# reels



## catfisher (Jul 15, 2013)

Which one the okuma trio baitreeder or the penn battle


----------



## fish bucket (Dec 5, 2002)

not knowing your use,i would go with penn battle.
great reel plus i'm not a fan of okuma's.


----------



## Jbare0001 (Apr 24, 2006)

I have used a trio baitfeeder and it felt pretty smooth and solid, granted it was just a 30 size catching saltwater panfish, but it was nice, cast good too.


----------



## 1BadF350 (Jul 19, 2006)

Battle.
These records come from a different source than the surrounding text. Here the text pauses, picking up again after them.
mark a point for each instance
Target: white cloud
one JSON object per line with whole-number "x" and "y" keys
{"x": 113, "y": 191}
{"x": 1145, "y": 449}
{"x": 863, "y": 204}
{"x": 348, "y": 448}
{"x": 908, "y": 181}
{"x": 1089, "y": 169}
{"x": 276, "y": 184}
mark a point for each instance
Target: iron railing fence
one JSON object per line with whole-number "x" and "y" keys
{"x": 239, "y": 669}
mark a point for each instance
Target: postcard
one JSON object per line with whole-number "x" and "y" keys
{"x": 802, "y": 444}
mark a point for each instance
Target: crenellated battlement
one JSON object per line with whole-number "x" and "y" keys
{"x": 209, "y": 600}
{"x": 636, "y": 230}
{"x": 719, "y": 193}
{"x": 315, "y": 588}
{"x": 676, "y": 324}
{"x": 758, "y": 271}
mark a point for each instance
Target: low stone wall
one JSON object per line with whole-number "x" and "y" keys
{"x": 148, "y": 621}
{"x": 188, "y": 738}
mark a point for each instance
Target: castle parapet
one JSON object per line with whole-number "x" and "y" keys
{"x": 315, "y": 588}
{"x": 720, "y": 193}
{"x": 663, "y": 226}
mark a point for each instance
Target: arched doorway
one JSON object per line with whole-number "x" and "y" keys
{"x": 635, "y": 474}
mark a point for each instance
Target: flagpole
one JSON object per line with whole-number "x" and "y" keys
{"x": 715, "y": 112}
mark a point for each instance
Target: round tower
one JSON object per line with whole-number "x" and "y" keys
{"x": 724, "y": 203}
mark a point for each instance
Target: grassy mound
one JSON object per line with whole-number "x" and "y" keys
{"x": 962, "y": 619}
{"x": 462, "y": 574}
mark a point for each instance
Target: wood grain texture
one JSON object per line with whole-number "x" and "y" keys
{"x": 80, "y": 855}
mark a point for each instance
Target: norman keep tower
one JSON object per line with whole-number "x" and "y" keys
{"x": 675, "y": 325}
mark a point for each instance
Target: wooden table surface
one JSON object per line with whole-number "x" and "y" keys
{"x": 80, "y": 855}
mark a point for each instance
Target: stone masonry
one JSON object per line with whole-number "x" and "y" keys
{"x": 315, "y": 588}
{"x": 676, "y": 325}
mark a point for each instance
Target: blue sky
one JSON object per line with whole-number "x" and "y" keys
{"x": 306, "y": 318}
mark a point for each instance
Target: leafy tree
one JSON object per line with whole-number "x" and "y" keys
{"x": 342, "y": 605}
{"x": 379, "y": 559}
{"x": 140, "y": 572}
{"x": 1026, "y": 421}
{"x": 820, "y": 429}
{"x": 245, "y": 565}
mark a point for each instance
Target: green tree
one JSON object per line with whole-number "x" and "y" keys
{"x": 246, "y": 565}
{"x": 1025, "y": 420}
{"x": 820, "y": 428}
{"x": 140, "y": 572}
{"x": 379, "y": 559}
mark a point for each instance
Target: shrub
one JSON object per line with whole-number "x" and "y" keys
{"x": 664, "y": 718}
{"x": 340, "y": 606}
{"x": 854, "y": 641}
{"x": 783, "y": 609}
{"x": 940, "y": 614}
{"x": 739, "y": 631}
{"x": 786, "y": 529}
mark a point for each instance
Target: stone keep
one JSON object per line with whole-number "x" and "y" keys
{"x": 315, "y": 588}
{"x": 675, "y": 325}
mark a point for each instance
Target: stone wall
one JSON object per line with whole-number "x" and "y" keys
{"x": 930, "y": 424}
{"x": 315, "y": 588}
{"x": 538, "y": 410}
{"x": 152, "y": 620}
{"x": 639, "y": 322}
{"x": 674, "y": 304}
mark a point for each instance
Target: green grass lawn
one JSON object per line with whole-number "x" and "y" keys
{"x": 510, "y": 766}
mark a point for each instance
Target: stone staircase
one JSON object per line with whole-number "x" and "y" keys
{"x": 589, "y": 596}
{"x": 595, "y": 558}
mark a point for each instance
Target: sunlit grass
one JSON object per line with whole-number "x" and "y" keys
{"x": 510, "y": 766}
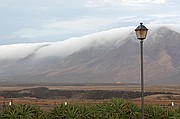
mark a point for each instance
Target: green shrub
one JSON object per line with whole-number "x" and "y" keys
{"x": 25, "y": 111}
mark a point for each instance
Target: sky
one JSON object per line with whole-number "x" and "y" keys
{"x": 35, "y": 21}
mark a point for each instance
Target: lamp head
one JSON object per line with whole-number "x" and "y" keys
{"x": 141, "y": 32}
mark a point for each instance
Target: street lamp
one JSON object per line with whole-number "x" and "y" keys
{"x": 141, "y": 32}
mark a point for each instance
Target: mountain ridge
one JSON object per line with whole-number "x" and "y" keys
{"x": 115, "y": 59}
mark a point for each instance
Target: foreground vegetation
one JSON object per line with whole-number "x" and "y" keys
{"x": 114, "y": 109}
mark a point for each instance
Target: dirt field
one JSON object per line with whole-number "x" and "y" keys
{"x": 158, "y": 99}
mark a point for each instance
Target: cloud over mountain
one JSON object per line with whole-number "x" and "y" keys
{"x": 103, "y": 57}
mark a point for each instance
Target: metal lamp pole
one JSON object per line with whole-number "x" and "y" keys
{"x": 141, "y": 32}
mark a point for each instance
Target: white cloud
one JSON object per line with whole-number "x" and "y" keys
{"x": 53, "y": 27}
{"x": 96, "y": 3}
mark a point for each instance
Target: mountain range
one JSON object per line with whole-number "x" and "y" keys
{"x": 104, "y": 57}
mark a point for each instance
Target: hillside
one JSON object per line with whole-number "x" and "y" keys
{"x": 105, "y": 57}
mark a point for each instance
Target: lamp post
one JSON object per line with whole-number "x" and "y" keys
{"x": 141, "y": 32}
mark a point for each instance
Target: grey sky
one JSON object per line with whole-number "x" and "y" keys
{"x": 28, "y": 21}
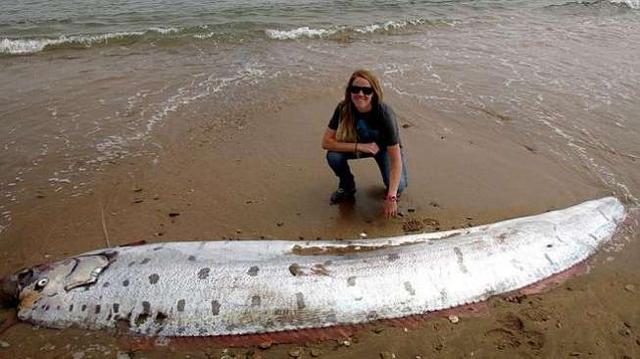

I have two battle 8000s and they are solid and smooth.


----------



## KEVIN (Feb 26, 2009)

I would go with the battle...If you are not in a rush you can wait on the conflict coming out in the fall


----------



## Youngbuck757. (Jan 10, 2013)

Battle


----------



## dchfm123 (Jun 11, 2011)

Wait on the conflict. That reel looks like a home run for penn. If you have to have a reel now, get a sargus or something cheap and use it till then.


----------



## KEVIN (Feb 26, 2009)

you are right get a sargus or shimano sedona until the conflict comes out


----------



## surfchunker (Apr 10, 2006)

Battle any day of the week ... don't know about the conflict they are talking about. ... Battle has been Battled tested many times ... what size of reel are you looking for and uses of said reel


----------



## KEVIN (Feb 26, 2009)

The is a Battle 5000 for $70 on here. Good deal


----------



## robert63 (Jul 22, 2013)

Hi guys my names Robert I'm 17 and I'm an intermediate catfish angler I am new to this site and I wanted some oppionoins and inside Intel on a good lever drag surf reel I have one picked out an okuma solterra 15cs its the cheapest one I could find on the internet and I want to know anybodies oppinoin on it thanks


----------



## NC KingFisher (Nov 20, 2011)

Well robert, you might wanna start a new thread. Probably work better. And what you have is a boat reel, not a surf reel


----------



## dchfm123 (Jun 11, 2011)

Robert, the only good lever drag reels I have found for casting are the avets, daiwas, and shimanos. I haven't tried the okuma cedros lds. Start a new thread and I will give you more info on it.


----------